Gelişmekte olan yapay zeka (AI) araçlarındaki önyargıya ilişkin endişeler, yakın zamanda milyarder Elon Musk, OpenAI’nin Microsoft destekli ChatGPT ve Google’ın Bard teknolojilerine alternatif olarak “maksimum gerçeği arayan bir AI” yaratma planlarından bahsettiğinde yeni bir hava aldı.
Fox News’den Tucker Carlson ile bu ayın başlarında yaptığı bir röportajda Musk, ChatGPT’nin diğer şeylerin yanı sıra yalan söylemek ve politik olarak doğru olmak için eğitilmiş olarak tanımladığı şeyle ilgili endişelerini dile getirdi. Sözde “TruthGPT”yi, “insanları yok etme” olasılığı düşük olan ve diğer üretken yapay zeka araçlarına kıyasla “güvenliğe giden en iyi yolu” sunacak üçüncü bir seçenek olarak tanımladı.
Musk, planladığı sohbet robotu için herhangi bir zaman çizelgesi sunmadı. Ancak X.AI adında yeni bir yapay zeka şirketi kurmuş durumda ve bildirildiğine göre ChatGPT yaratıcısı OpenAI’nin yanı sıra Google ve ana şirketi Alphabet’ten yapay zeka personeli almaya başladı.
Bu arada, elbette, AI önyargısı da siber güvenlik riskini etkiler.
Tanıdık Bir Endişeyi Ortaya Çıkarma
Musk’ın Carlson’a yaptığı yorumlar, kendisinin ve diğer yüzlerce teknoloji liderinin, etikçinin ve akademisyenin Mart ayında yapay zeka şirketlerine açık bir mektupta ifade ettikleri bazı duyguları tekrarladı. Mektup, AI araştırma ve geliştirmeye dahil olan kuruluşları çalışmalarını en az altı ay süreyle durdurmaya çağırdı, böylece politika yapıcılar teknolojinin kullanımına bazı korkuluklar koyma fırsatı buldu. Musk ve diğerleri, argümanlarını ortaya koyarken, önyargılı yapay zeka araçlarının “bilgi kanallarımızı propaganda ve gerçek olmayan şeylerle” doldurma potansiyeline ana endişelerinden biri olarak işaret ettiler.

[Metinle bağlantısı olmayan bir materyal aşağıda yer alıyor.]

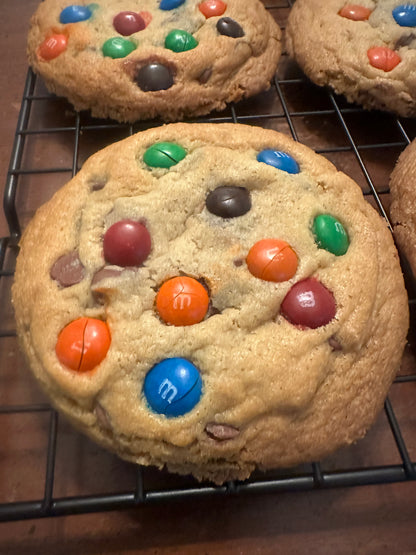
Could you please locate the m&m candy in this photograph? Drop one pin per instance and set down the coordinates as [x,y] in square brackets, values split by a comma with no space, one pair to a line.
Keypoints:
[173,387]
[126,243]
[382,57]
[355,12]
[180,41]
[74,14]
[127,23]
[309,304]
[272,260]
[83,344]
[212,8]
[405,15]
[170,4]
[330,234]
[279,160]
[228,201]
[117,47]
[182,301]
[52,47]
[164,155]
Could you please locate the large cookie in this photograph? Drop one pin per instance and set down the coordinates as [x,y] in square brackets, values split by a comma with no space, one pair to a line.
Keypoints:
[364,50]
[214,298]
[403,205]
[138,59]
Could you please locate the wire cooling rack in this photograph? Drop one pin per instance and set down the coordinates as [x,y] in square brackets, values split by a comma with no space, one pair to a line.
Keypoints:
[48,468]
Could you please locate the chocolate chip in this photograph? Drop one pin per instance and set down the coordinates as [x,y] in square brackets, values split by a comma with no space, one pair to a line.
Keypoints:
[221,432]
[405,40]
[205,76]
[154,77]
[68,270]
[335,344]
[230,28]
[228,201]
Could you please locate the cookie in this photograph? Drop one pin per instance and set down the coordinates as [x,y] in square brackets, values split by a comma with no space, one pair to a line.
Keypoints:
[403,202]
[214,298]
[365,51]
[143,59]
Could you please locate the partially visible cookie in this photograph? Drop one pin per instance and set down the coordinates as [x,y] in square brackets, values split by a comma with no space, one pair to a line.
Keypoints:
[140,59]
[403,205]
[213,298]
[365,50]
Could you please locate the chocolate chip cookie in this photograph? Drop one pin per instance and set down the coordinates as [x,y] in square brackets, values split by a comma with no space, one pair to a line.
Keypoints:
[214,298]
[140,59]
[402,209]
[365,50]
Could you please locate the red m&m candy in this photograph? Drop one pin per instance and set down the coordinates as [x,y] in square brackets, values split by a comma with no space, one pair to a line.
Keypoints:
[182,301]
[52,47]
[309,304]
[272,260]
[383,58]
[212,8]
[127,243]
[83,344]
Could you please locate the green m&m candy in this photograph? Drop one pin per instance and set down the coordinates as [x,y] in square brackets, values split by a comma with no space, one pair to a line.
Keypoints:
[330,234]
[117,47]
[180,41]
[164,155]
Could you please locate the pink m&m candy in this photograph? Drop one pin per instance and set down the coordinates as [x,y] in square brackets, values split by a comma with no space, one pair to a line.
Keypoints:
[309,304]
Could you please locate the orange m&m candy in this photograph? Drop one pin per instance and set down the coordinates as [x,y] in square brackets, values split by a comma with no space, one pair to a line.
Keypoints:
[382,57]
[182,301]
[83,344]
[355,12]
[52,47]
[272,260]
[211,8]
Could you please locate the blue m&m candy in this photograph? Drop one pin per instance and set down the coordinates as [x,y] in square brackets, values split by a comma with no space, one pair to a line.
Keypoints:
[405,15]
[279,160]
[74,14]
[173,387]
[170,4]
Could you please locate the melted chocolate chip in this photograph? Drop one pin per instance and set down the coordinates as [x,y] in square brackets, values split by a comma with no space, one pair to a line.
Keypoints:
[335,344]
[230,28]
[221,432]
[405,40]
[205,76]
[228,201]
[68,270]
[154,77]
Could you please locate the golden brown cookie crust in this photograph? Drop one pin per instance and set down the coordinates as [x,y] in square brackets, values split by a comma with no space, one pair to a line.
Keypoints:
[402,209]
[332,51]
[274,394]
[221,69]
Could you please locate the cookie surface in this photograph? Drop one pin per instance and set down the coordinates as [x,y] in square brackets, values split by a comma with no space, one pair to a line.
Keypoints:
[402,209]
[197,297]
[364,50]
[142,59]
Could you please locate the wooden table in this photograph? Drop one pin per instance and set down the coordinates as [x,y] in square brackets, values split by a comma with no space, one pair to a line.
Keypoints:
[365,519]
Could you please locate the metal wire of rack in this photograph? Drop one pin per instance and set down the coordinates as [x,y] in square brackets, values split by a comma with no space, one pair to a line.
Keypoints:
[363,144]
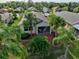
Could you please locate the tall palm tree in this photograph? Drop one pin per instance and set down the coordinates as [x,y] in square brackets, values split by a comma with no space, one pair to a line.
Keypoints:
[10,43]
[65,37]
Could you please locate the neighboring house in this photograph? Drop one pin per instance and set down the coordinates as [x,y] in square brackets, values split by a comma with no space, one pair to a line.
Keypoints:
[71,19]
[6,17]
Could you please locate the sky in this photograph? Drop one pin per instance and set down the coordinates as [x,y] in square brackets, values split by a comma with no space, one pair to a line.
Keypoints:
[1,1]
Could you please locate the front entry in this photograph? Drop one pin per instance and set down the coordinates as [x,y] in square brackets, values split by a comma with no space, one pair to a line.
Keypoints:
[44,30]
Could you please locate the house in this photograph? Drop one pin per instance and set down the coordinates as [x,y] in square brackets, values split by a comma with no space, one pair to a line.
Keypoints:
[6,17]
[45,9]
[71,18]
[42,27]
[32,9]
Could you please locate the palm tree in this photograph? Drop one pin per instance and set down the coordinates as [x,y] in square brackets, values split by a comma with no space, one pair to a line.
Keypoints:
[31,21]
[10,43]
[65,37]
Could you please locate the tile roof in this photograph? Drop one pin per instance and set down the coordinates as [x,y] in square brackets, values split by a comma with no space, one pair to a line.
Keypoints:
[69,17]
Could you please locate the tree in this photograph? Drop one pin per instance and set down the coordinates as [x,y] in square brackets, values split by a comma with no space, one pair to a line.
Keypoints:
[76,9]
[39,46]
[10,43]
[65,37]
[31,21]
[55,21]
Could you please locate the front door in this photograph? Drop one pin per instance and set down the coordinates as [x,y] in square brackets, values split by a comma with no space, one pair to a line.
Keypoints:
[44,30]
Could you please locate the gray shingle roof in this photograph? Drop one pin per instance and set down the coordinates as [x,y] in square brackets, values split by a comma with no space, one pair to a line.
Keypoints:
[71,18]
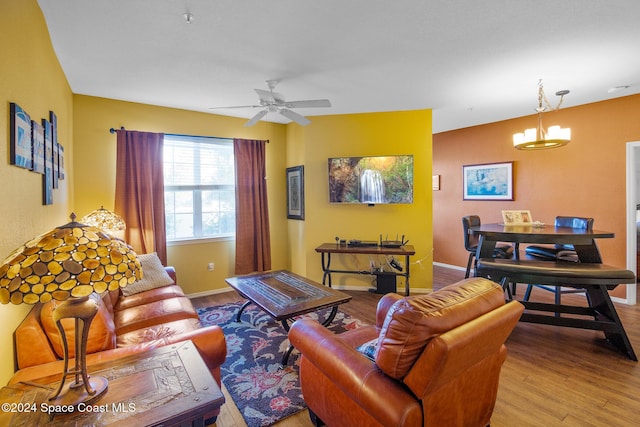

Uluslararası Gizlilik Profesyonelleri Birliği’nde (IAPP) veri stratejisti ve bilim adamı olan Suzanna Hicks, yapay zeka ve makine öğrenimindeki önyargıyla ilgili temel sorunun, bunun insan karar verme sürecinden kaynaklanması olduğunu söylüyor. Tüm AI modelleri, son derece büyük veri kümelerinden öğrenir ve belirli şekillerde yanıt vermek için açıkça programlanmamıştır. Tipik olarak önyargı, insanların modele girmeyi seçtiği verilerde olur.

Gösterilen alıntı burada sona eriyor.